The Romney campaign has confirmed that the Republican presidential hopeful will attend an event in Salt Lake City next month commemorating the 10th anniversary of the 2002 Olympics.

The event gives the struggling campaign the chance to underscore one of Mitt Romney's signature accomplishments. "I worked at one company, Bain, for 25 years," Romney said in a debate and campaign ad. "And I left that to go off and help save the Olympic Games."

On Feb. 18, Romney will speak at the keynote event marking the Olympic anniversary. "A Tribute to Salt Lake 2002 featuring Stars on Ice" will include Olympic ice skaters and other athletes and will be held in the arena that hosted figure skating and short-track speed skating competition during the Games.

The news release announcing Romney's appearance came from the Utah Olympic Legacy Foundation but some of it sounds a bit like a campaign announcement.

In fact, "our team...worked with Mitt's staff on the press release," says Fraser Bullock, a former partner at Bain Capital and Romney's Chief Financial and Operating Officer at the Salt Lake Olympic Organizing Committee (SLOC).

The following paragraph was not written by the Romney campaign, Bullock says. But it contains what could be considered campaign-style exaggeration:

"Early on, the Salt Lake 2002 Olympic and Paralympic Winter Games faced several challenges including an uncertain financial outlook and the prospect of being cancelled following the September 11, 2001 terrorist attacks," the news release says. "By the end of the competition, critics praised the event as one of the most successful Winter Olympic Games ever held."

There's no question the Salt Lake Olympics were struggling financially in the wake of the bribery scandal involving the city's bid for the Games. Romney was brought in as the new CEO of the Olympic Organizing Committee and immediately instituted tough budget discipline.

But it's a stretch to say there was any serious consideration given to cancelling the Olympics.

In fact, just last week, former Utah Gov. Mike Leavitt, who took charge of the effort to rescue the Olympics in the immediate wake of the scandal, told Terry Gildea of NPR affiliate KUER that there was no question about holding the Olympics as scheduled, despite the Sept. 11 attacks.

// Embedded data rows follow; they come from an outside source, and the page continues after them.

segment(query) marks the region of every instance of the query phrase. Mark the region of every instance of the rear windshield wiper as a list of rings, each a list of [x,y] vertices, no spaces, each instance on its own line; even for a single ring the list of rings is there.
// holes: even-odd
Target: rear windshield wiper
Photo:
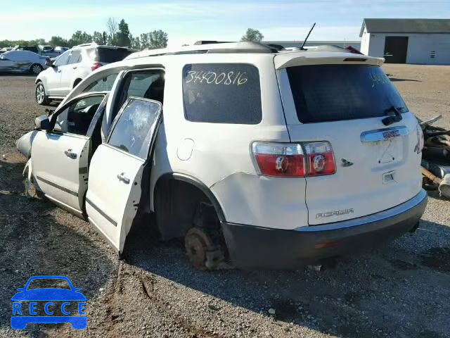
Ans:
[[[400,122],[403,117],[401,116],[401,113],[400,113],[400,109],[402,109],[403,107],[394,107],[392,106],[391,108],[388,108],[385,111],[385,113],[387,113],[393,111],[394,115],[390,115],[387,118],[383,118],[381,122],[385,125],[392,125],[395,122]]]

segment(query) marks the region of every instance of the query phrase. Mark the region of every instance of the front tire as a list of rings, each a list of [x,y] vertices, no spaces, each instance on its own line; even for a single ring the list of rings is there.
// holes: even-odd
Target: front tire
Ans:
[[[44,67],[42,67],[39,63],[33,63],[30,68],[30,71],[32,73],[32,74],[34,74],[35,75],[37,75],[43,70]]]
[[[44,84],[41,82],[37,82],[37,84],[36,84],[34,97],[36,98],[36,102],[37,102],[37,104],[46,106],[50,103],[50,100],[49,100],[47,94],[45,92]]]

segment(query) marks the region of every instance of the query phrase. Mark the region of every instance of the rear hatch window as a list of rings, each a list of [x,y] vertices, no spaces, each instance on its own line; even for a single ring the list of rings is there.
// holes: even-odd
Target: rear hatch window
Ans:
[[[89,56],[94,61],[111,63],[122,61],[131,53],[133,51],[126,48],[97,47],[93,52],[89,53]]]
[[[367,65],[314,65],[286,70],[299,120],[329,122],[408,111],[382,70]]]

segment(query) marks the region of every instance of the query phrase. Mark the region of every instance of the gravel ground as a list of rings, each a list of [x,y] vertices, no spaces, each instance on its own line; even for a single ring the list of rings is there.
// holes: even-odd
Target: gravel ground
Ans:
[[[450,67],[385,70],[413,111],[450,127]],[[160,243],[148,225],[119,261],[88,223],[23,194],[15,142],[44,113],[33,88],[32,77],[0,76],[0,337],[450,337],[449,201],[430,194],[415,234],[323,272],[198,272],[179,242]],[[86,330],[10,328],[15,289],[43,274],[82,288]]]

"Within a couple of days I flew to Washington and met with President Bush," Leavitt recalled. "I said to him, 'I think this is an important moment.' And he... gave the clear order that we would move forward and that the federal government needed to be as fully engaged in this as possible to ensure that nothing stood in our way."

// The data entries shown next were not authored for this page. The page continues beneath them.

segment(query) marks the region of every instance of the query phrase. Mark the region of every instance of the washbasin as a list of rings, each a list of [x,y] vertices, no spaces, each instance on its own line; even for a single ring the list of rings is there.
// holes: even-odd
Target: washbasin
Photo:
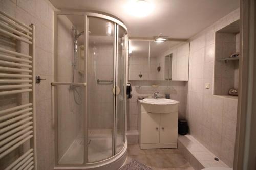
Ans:
[[[139,100],[141,103],[141,111],[153,113],[169,113],[178,112],[180,102],[166,98],[153,98]]]
[[[172,104],[176,101],[174,100],[166,99],[166,98],[147,98],[143,99],[143,101],[145,103],[148,103],[152,104]]]

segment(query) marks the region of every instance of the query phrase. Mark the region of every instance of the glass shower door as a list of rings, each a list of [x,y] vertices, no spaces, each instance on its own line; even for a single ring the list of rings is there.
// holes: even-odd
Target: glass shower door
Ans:
[[[113,155],[115,25],[88,17],[87,70],[88,162]]]
[[[126,31],[118,26],[117,32],[115,154],[121,151],[125,141],[125,51],[127,46]]]

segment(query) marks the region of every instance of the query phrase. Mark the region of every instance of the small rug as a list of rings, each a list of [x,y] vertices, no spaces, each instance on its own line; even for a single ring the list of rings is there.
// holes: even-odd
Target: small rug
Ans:
[[[119,170],[153,170],[144,164],[133,159]]]

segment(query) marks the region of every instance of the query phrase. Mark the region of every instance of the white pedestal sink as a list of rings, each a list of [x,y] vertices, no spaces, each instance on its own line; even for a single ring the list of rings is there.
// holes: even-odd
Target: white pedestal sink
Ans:
[[[179,102],[152,98],[139,100],[139,102],[140,147],[177,148]]]

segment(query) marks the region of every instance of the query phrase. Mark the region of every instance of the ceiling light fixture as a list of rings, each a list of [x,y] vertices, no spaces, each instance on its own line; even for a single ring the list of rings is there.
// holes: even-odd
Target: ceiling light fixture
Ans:
[[[167,39],[164,38],[155,38],[155,40],[154,41],[157,42],[163,42],[167,40]]]
[[[154,9],[154,6],[148,0],[130,0],[125,5],[126,12],[130,15],[143,17],[150,14]]]
[[[160,36],[161,35],[162,35],[162,33],[160,33],[157,37],[155,37],[155,38],[154,39],[154,41],[157,42],[163,42],[167,40],[167,37],[161,37]]]

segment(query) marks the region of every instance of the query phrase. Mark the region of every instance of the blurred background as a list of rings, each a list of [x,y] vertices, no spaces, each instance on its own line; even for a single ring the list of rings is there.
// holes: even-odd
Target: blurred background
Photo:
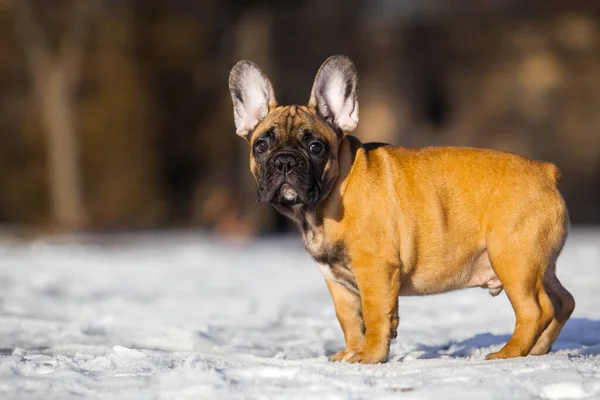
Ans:
[[[290,230],[256,200],[228,74],[253,60],[306,103],[337,53],[363,141],[554,162],[572,222],[600,223],[597,0],[0,0],[0,225]]]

Bullock acknowledges no real threat of cancellation. "We were always resolute in holding the Games and never wavered for a moment," he says in response to a question about the claim in the news release.

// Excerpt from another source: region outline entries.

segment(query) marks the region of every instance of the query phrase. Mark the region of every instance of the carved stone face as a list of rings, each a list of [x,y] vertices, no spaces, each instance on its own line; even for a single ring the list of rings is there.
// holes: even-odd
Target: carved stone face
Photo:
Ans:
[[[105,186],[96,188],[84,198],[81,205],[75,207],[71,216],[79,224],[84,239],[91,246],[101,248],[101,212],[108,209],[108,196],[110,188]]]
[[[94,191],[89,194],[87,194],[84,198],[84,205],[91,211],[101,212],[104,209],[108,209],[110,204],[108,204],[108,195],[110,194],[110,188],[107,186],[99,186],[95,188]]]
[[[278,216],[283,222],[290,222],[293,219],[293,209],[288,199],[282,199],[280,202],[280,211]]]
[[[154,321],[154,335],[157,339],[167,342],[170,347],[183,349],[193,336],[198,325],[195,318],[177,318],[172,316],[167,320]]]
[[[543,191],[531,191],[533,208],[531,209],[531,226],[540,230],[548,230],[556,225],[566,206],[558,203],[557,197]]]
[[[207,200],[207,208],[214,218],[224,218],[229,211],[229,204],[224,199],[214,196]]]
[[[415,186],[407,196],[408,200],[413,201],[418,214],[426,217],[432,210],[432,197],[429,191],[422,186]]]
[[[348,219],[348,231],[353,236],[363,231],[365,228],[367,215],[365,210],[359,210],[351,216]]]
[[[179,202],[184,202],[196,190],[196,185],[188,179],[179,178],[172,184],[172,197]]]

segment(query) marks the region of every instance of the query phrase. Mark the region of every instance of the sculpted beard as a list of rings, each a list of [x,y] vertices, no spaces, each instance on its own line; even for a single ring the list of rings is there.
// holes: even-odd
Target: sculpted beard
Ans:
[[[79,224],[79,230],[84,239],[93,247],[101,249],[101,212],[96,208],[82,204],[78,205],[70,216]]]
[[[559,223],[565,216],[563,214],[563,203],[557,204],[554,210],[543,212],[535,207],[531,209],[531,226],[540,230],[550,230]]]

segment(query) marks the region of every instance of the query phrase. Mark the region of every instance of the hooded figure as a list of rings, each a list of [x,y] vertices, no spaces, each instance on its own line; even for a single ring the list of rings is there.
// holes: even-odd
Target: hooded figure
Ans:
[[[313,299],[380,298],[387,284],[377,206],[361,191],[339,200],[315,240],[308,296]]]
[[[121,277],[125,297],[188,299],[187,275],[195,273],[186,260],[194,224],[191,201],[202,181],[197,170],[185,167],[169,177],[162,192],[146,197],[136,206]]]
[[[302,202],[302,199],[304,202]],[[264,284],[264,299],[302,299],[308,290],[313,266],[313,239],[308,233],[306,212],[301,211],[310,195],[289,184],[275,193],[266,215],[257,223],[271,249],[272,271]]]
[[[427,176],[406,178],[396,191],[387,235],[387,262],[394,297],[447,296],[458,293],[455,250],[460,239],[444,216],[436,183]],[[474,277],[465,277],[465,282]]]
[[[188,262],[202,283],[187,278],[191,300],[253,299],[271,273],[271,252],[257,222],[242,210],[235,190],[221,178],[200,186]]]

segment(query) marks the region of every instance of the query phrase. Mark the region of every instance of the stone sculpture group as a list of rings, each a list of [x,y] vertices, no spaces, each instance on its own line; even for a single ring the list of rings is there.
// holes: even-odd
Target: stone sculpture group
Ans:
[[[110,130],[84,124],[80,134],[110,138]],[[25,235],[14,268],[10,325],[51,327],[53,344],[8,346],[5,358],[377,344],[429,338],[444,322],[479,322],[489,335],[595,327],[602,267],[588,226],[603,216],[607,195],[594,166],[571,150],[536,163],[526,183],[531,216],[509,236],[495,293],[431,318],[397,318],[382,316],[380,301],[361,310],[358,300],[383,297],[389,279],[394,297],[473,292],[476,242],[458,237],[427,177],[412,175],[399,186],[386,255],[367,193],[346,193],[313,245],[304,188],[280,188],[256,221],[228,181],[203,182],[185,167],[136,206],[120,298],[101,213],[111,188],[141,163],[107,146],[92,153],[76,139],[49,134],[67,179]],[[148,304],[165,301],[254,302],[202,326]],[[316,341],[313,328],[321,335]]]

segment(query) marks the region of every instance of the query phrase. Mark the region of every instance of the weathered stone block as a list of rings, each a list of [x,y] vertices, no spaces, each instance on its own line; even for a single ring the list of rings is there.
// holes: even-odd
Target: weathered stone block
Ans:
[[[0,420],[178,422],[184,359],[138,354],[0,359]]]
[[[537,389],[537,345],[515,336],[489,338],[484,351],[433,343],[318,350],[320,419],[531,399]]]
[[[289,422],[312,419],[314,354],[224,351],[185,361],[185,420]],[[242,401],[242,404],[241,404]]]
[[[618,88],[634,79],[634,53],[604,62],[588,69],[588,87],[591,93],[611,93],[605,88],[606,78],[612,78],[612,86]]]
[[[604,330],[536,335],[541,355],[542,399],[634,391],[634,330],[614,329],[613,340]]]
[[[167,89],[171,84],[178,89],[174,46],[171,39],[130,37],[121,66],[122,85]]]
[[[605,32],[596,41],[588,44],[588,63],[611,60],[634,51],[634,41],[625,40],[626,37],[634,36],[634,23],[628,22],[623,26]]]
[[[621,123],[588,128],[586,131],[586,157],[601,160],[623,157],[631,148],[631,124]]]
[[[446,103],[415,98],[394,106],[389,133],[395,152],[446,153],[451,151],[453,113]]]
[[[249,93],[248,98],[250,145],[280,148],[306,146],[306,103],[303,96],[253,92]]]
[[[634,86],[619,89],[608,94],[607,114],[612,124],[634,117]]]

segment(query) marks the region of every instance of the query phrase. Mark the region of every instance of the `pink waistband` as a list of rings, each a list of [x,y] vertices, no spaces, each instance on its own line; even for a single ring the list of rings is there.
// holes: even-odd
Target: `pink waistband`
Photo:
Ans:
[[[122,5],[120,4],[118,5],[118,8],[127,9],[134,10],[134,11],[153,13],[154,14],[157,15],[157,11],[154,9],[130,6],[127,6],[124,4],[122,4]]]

"There were questions behind the scenes of whether we could safely host the Games," Bullock adds. "Some [Olympic] teams were so concerned they considered withdrawing from the Games. Some sponsors cancelled large ticket orders and the media was posing this question."

Bullock is also quoted in the news release about Romney's upcoming appearance at the Olympic anniversary celebration.

"Mitt Romney has experience turning around tough situations and the Salt Lake Games were no exception," Bullock says. "The Salt Lake 2002 Olympic and Paralympic Winter Games were one of the most profitable Games ever."

Romney did restore sponsor and public confidence in the Olympic committee and erased a $400 million deficit. His operating budget finished with a $100 million surplus. But not included in that budget were hundreds of millions of dollars spent for security and transportation infrastructure — money not paid back with Olympic revenues.

Romney had no control over that spending and his aides openly said some of the infrastructure projects were not needed for the Olympics. So, Romney deserves credit for the budget surplus, but it's also a stretch to say the Salt Lake Olympics were "profitable."

NPR had a more detailed look at Romney's Olympic experience on Jan. 13. At the time, the Romney campaign would not say whether Salt Lake Olympic commemorations would be on the candidate's February schedule.

Bullock tells NPR he believes Romney is holding a fundraiser in Utah the night before the Olympic anniversary event. Utah has been a consistent and major source of funding for Romney's two presidential campaigns. That reflects the Olympic halo and Romney's prominent membership in the Mormon Church, which is based in Salt Lake City.

The Romney campaign has not responded to NPR's questions about a fundraiser during the visit to Utah.